農家の方々にお話を聞いて農業を始めてみたけど、上手く育たない、収穫のタイミングがわからない、枯らしてしまったなど、挫折してしまった方。
色々な問題を抱えてる方がいると思います。
こうした問題から、農業を諦めてしまったという人も多いのではないでしょうか。
そんな農業の壁を破るCPS(Cyber-Physical System)というものがあります。
CPS(Cyber-Physical System)とは農業や車などの課題解決のための新たなテクノロジーのことで、担い手不足が問題となっている農業に貢献するとして注目を集めています。

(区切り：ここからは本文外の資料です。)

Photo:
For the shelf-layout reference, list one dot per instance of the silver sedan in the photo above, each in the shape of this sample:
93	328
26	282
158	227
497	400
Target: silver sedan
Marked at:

では、今回はCPS農業について紹介していきたいと思います。
CPS農業の概要
ではまず最初に、SPC農業の概要について触れていきましょう。
CPSとIot
CPSとは、Cyber-Physical Systemの頭文字を取った略称です。
「フィジカルシステム=現実世界」で、現実世界(Physical)にあふれているさまざまな情報をAIなどがデジタル世界(Cyber)で処理し、「経験や勘」に頼っていた部分を効率化して産業の活性化や社会問題の解決を図っていくものです。
簡単に言うとCPSとは、現実世界の情報を取得し、情報処理を行い、その結果に基づいて現実世界を操作しようとするもの。
自動運転技術、交通システム、スマートホーム、エネルギーシステムなどがCPSが活用されている代表例です。
CPSは、IoTよりさらに一歩進んだ技術として、農業や自動車などの分野での活用が期待されています。
このIoTとは、Internet of Thingsの略称で、日本語で言えばモノのインターネットのこと。
コンピューターだけでなく、スマートフォンやタブレット、家電など、『モノ』がセンサーを備えたデバイスとなり、膨大な情報がインターネットを介して伝達されることです。
外出先でも温度調整をしてくれるエアコン、自動で掃除をしてくれる掃除機などがその代表例です。
では、IoTとCPSの具体的な違いとは何なのかということを次に紹介します。
CPSとIoTの違い
CPSとIoTの違いは、IoTがクラウドなどのサイバー空間に“つながること”を強く意識しているのに対し、CPSは、サイバー空間上での分析・解析および現実世界へのフィードバックまで含めていることです。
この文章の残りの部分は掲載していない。